# Grappling in Tang Soo Do?



## Fightfan00 (Aug 1, 2004)

Hi everybody!I see that there are a few diffrent organizations in the Tang Soo Do community.But is there grappling or wrestling incorporated in training?Thank you for your time.


----------



## Pale Rider (Aug 2, 2004)

I can't say about other organizations, but I like to incorporate grappling techniques in my training.  I believe that learning different applications such as grappling, joint-locks, takedowns and throws are essential in teaching a wider, more diversified martial arts.


----------



## Fightfan00 (Aug 2, 2004)

I totally agree


----------



## Yossarian75 (Aug 14, 2004)

My school teaches a fair bit of Akido like joint locking for its one steps. When we break down and apply the moves from our forms there is a lot of grappling and take downs. We have never done any ground fighting, apart from learning to get up quickly or stomp someone who is down. We dont train throws but I have been shown one or two basic ones but never drilled them.


----------



## progressivetactics (Aug 17, 2004)

we teach it, although my TSD instructors never did.
I learned on the outside and incorporated it into our curriculum.

Remember there is a difference between ground fighting and grappling. 
We teach both.

bb


----------



## Jadefist20 (Sep 23, 2004)

My instructors never did teach me, so, no not that I know of. Although that may be different w/other schools.


----------



## karatekid1975 (Sep 23, 2004)

My old TSD teacher taught lots of take downs, joint locks, and self defense. He also taught ground defenses (not ground fighting). He does more ground grappling now than he used to. My visit there in June was a class full of grappling type stuff. It was a good class.


----------



## Makalakumu (Sep 24, 2004)

At my school, I teach basic grappling techniques that come right from our forms.  Joint locks (wrist, arm, leg and neck), sweeps, and throws are all application material in certain forms.  I also teach some basic groundwork in the mount, the guard, and from side mounts.  Many of the joint locks we learned in our forms also can be applied on the ground.  I feel that when a student gets a black belt at my studio, they will have a rudimentary knowledge of grappling technique - which is what my instructor taught me.  

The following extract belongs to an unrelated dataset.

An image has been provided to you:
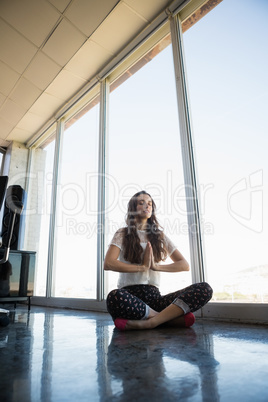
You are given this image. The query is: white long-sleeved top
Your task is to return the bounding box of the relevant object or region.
[110,228,177,288]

Currently, I cross train in Danzan Ryu Jujutsu.  I do this to increase my knowledge of grappling and to overcome my fear of falling.  It is a mark of my instructor's teaching that the first day I went to that class, I knew most of the material up until green belt.

upnorthkyosa


----------



## Mark Jorgensen (Oct 28, 2004)

The World Tang Soo Do Association has had grappling, joint locks, throws, falling, etc built into its TSD curriculum pretty much since its inception in 1982...

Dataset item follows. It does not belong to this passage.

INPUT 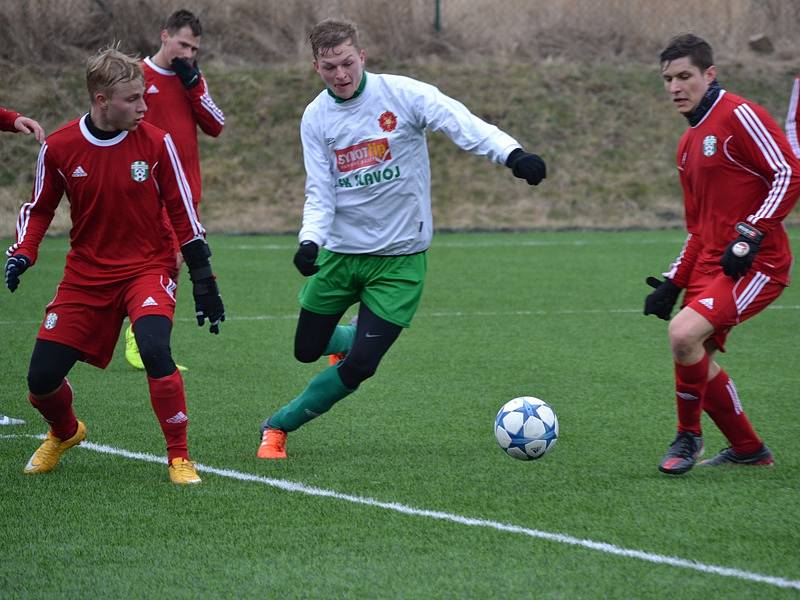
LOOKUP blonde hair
[86,44,144,102]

..however I'm not entirely sure if the techniques can be considrede inherent to the style of TSD itself, as it is more like Hapkido that has been absorbed into our system.

..That said, there are likely some differences, as our organization has evolved over the years...


Honestly though, if you study the application in hyungs, I think you'll find that all TSD has grappling built in...and in fact all martial arts do...whether they are practiced as such is another matter altogether.


----------



## Vanilla Heath-Bar Crunch (Nov 1, 2004)

I guess I would need to define "Grappling."I know Master Barker teaches things that would fall into any of these categories, but do you mean:
1. Clinching and trapping?
2. Joint Locks and throws?
3. Groundfighting and wrestling?

I see much of the first two in applications of forms. I see very little of the third. Thats why I outsource for my training.


----------



## SnapKracklePop (Nov 11, 2004)

Hi Fightfan00,

  Tang Soo Do is a primarily a striking art, with linear and circular techniques, utilizing both hands and feet. Instructors that do incorporate falls, traps, joint locks, breaks and/or throws into the training of a TSD technician, generally do so to enhance said technician's ability to recognize and to potentially neutralize these types of techniques as well as apply them. If you find a Dojang that interest you, call and set up an appointment to meet with the Senior Instructor if possible to discuss any and all questions or concerns that you may have. Good Luck!:supcool: 

Respectfully,

TD!


----------



## Fightfan00 (Nov 12, 2004)

Hi Vinillia.I was referring to all 3 topics combined in one package.Sorry I should of been more specific


----------



## Vanilla Heath-Bar Crunch (Nov 19, 2004)

I see said the blind man.


----------



## dosandojang (Nov 23, 2004)

Grand Master Norris used to teach us a Blend. Tang Soo Do, Tae Kwon Do and Judo. So much, that we never really knew that we were learning three different Arts!



(I was an original Gup of his back in 70's and 80's, at his old Sherman Oaks Karate Studio in the SF Valley)


----------